Threadle: A Memory-Efficient Network Storage and Query Engine for Large, Multilayer, and Mixed-mode Networks

Threadle is a high-performance, memory-efficient C# engine designed to store and query massive, multilayer, mixed-mode networks by utilizing a pseudo-projection approach that avoids the prohibitive memory costs of materializing two-mode data projections.

Carl Nordlund, Yukun Jiao

Published 2026-03-06
📖 5 min read🧠 Deep dive

Imagine you are trying to map the entire social world of a country—every person, every job, every school, and every family connection. You want to know who knows whom, not just directly, but through shared experiences like working in the same office or living in the same neighborhood.

The problem is that this map is massive. If you tried to draw every single connection on a giant piece of paper, the paper would be bigger than the Earth, and your computer would explode from trying to hold it in its memory.

This is the problem Threadle solves.

Here is a simple breakdown of what Threadle is, how it works, and why it's a game-changer, using some everyday analogies.

1. The Problem: The "Catastrophic Explosion"

In the world of data, we often look at two types of connections:

  • One-mode: Person A is friends with Person B. (Simple).
  • Two-mode: Person A and Person B both work at "Company X." They aren't directly connected, but they share a "membership."

To analyze this, old software usually tries to project the data. It takes "Company X" and draws a line between every single pair of employees.

  • If a company has 10 people, that's 45 lines.
  • If a company has 10,000 people, that's 50 million lines.
  • If you do this for an entire country's workforce, you end up with trillions of lines.

The Analogy: Imagine you have a library with 20 million books. The old way of organizing them is to write down every single pair of books that share a topic. If two books are about "cats," you write "Book A + Book B." If you have 10,000 books about cats, you end up with a list so long it would take up a warehouse. Your computer tries to read this list, runs out of space, and crashes.

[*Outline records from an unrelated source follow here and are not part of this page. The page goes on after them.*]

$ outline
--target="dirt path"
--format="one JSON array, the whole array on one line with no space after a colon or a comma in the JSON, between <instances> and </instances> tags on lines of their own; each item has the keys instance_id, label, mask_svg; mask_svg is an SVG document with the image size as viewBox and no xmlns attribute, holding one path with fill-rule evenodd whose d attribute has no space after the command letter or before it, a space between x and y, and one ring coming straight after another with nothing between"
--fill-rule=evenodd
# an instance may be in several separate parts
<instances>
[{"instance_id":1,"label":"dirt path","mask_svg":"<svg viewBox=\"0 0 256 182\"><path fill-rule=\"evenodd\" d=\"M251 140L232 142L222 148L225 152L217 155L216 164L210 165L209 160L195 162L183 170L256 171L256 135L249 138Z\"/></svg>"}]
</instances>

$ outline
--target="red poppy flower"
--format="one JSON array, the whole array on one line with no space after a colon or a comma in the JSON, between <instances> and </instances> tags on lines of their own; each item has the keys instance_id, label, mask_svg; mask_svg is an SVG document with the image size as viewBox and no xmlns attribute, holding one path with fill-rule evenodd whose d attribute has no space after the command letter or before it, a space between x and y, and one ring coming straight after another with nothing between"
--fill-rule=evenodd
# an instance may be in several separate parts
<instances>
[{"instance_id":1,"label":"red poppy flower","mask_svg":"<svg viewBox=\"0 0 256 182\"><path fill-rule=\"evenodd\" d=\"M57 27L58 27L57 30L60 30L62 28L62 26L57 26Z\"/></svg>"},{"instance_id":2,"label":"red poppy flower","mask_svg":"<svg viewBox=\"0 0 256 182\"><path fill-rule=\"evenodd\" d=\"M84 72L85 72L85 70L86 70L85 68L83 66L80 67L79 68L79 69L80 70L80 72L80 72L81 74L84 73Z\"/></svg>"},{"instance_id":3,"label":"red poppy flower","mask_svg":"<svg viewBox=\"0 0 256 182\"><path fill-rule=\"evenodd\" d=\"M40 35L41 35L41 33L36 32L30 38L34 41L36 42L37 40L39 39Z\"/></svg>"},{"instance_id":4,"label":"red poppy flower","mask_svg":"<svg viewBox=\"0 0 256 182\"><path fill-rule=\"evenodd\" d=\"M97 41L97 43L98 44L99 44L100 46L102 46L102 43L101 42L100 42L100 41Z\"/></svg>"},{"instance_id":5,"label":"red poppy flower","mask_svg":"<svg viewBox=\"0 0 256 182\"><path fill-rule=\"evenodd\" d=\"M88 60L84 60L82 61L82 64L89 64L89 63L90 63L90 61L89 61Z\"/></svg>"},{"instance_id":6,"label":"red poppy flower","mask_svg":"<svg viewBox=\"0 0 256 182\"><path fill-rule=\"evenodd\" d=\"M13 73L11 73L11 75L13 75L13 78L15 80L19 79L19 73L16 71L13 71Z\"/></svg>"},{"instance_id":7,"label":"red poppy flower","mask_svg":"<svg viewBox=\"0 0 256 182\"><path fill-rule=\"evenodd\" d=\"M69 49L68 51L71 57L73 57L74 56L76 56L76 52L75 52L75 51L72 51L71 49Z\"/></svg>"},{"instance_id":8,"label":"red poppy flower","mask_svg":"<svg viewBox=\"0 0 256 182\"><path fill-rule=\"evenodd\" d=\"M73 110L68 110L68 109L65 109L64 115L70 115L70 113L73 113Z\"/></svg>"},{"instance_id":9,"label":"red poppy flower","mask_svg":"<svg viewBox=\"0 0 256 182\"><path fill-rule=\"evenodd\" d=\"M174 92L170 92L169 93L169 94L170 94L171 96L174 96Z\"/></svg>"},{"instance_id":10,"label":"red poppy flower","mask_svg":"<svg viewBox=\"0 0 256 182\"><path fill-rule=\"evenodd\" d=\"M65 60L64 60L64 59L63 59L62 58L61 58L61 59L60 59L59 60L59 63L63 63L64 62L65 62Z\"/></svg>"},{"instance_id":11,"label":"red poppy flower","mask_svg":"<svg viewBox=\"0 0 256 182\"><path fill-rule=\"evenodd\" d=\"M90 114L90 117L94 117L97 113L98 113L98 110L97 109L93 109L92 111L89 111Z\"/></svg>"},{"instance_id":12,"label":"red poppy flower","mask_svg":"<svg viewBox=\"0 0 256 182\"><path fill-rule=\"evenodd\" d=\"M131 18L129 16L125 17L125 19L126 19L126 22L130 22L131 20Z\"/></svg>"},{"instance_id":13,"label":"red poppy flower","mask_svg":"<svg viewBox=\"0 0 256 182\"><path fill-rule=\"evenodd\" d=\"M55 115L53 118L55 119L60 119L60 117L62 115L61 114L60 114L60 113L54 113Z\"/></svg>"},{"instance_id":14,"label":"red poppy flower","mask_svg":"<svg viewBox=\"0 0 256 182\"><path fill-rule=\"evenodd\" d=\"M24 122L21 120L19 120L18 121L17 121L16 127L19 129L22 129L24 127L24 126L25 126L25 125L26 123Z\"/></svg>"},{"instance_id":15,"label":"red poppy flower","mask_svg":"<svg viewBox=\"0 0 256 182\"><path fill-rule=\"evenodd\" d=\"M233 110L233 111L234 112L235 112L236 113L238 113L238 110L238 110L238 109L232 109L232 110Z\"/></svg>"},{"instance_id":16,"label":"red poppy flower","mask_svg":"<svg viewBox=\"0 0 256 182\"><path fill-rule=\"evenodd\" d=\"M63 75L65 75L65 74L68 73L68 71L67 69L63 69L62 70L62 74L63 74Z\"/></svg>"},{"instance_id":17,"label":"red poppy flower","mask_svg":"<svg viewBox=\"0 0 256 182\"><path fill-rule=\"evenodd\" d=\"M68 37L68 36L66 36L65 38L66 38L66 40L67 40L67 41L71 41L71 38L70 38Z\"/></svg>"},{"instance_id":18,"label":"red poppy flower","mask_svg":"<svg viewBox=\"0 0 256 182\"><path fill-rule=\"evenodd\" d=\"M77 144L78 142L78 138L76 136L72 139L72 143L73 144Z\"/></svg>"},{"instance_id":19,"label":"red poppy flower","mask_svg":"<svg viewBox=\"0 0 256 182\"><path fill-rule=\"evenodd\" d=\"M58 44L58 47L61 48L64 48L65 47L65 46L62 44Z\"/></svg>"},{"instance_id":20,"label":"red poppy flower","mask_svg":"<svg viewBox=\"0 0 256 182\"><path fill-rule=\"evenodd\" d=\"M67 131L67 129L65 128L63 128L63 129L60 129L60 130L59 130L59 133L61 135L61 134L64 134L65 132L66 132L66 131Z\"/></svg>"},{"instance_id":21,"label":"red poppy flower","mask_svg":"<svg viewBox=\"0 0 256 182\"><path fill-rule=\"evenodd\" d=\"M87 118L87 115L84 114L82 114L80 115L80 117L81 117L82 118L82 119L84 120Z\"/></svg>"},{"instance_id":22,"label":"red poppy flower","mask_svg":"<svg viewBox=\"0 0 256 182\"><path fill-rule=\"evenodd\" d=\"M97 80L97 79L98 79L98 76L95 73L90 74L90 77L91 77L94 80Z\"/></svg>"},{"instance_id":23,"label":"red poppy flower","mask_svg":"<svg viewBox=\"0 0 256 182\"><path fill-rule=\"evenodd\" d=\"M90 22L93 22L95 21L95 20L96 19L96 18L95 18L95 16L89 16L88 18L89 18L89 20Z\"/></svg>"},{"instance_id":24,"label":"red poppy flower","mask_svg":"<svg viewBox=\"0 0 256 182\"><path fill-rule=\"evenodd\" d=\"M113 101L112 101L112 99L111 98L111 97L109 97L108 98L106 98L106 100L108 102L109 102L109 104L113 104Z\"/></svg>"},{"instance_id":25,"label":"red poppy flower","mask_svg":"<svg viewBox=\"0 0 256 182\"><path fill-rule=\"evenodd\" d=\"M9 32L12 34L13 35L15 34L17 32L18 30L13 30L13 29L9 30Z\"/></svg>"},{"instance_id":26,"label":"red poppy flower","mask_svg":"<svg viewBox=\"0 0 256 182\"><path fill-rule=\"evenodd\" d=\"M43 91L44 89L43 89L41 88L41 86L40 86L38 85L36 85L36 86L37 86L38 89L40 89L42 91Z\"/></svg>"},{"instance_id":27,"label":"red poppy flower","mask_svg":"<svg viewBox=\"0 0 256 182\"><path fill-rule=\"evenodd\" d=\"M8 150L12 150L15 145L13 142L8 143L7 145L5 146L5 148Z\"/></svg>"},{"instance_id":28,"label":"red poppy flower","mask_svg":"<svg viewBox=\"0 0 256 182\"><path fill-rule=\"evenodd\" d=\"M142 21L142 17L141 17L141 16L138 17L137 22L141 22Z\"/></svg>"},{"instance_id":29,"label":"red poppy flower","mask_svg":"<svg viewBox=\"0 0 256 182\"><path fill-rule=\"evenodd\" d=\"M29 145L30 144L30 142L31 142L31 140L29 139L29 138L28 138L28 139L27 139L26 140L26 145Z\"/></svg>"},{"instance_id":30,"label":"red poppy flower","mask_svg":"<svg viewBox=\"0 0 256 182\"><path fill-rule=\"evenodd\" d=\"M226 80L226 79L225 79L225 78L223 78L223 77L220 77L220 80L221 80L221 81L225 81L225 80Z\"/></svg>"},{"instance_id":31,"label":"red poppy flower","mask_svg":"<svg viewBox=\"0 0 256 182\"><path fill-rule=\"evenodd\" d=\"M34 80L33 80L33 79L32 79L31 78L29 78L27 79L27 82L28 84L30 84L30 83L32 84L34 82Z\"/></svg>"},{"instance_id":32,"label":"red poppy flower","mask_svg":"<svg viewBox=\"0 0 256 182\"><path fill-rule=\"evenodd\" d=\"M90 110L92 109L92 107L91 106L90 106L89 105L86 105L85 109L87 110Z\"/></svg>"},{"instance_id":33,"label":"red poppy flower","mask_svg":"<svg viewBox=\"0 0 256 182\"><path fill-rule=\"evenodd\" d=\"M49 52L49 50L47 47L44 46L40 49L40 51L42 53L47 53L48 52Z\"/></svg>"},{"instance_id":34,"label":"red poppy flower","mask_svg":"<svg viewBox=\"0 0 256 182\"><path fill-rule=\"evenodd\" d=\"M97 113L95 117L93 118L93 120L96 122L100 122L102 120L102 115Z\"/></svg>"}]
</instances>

2. The Solution: The "Pseudo-Projection" Magic

Threadle is a new tool (written in a language called C#) that refuses to write that massive list. Instead, it uses a clever trick called Pseudo-Projection.

The Analogy:
Instead of writing down every pair of friends in a club, Threadle just keeps a list of who belongs to which club.

  • Old Way: "Alice is friends with Bob, Charlie, Dave... (list of 10,000 names)."
  • Threadle Way: "Alice is in the 'Gym Club'. Bob is in the 'Gym Club'."

When you ask Threadle, "Is Alice connected to Bob?", it doesn't look at a giant list of friends. It simply checks: "Are they both in the Gym Club?"

  • If yes -> They are connected.
  • If no -> They aren't.

It does this instantly, without ever having to draw the millions of lines between them. It's like checking a guest list for a party instead of asking every guest to introduce themselves to every other guest.

3. The Result: Fitting an Ocean in a Teacup

The paper demonstrates this with a massive test case:

  • The Data: 20 million people (the whole population of a small country).
  • The Connections: Equivalent to 8 trillion potential relationships.
  • The Old Way: Would require 64 Terabytes of RAM (enough to fill a small server room).
  • Threadle's Way: Fits into 20 Gigabytes of RAM (about the size of a high-end laptop).

The Compression: Threadle squeezed that massive ocean of data into a teacup, achieving a compression ratio of over 2,000 to 1.

4. How It Works in Real Life

Threadle isn't just a storage box; it's a query engine. It comes with two main parts:

  1. The Engine (Threadle): The heavy lifter that stores the data efficiently. It's like the engine of a car.
  2. The Interface (threadleR): A tool that lets researchers (using the R programming language) talk to the engine. It's like the steering wheel and dashboard.

Researchers can ask complex questions like:

  • "Find everyone who shares a workplace with Person X."
  • "Trace a path from Person A to Person Z through schools and workplaces."
  • "Simulate how a rumor spreads through these layers."

Because Threadle doesn't crash the computer, researchers can run these simulations on entire populations instead of just small, unrepresentative samples.

5. Why Does This Matter?

For decades, sociologists and data scientists had to choose between accuracy (using all the data) and feasibility (using a small sample).

  • If they used all the data, their computers would crash.
  • If they used a small sample, they might miss important patterns.

Threadle removes this trade-off. It allows scientists to study the full picture of human society—kinship, jobs, education, and housing—all at once, in real-time, on a standard computer.

Summary

Threadle is a memory-efficient engine that lets us store and analyze the social networks of entire nations without needing a supercomputer. It does this by refusing to draw every single connection line, instead keeping a smart list of memberships and checking connections on the fly. It turns a "trillion-dollar problem" into a "20-gigabyte solution."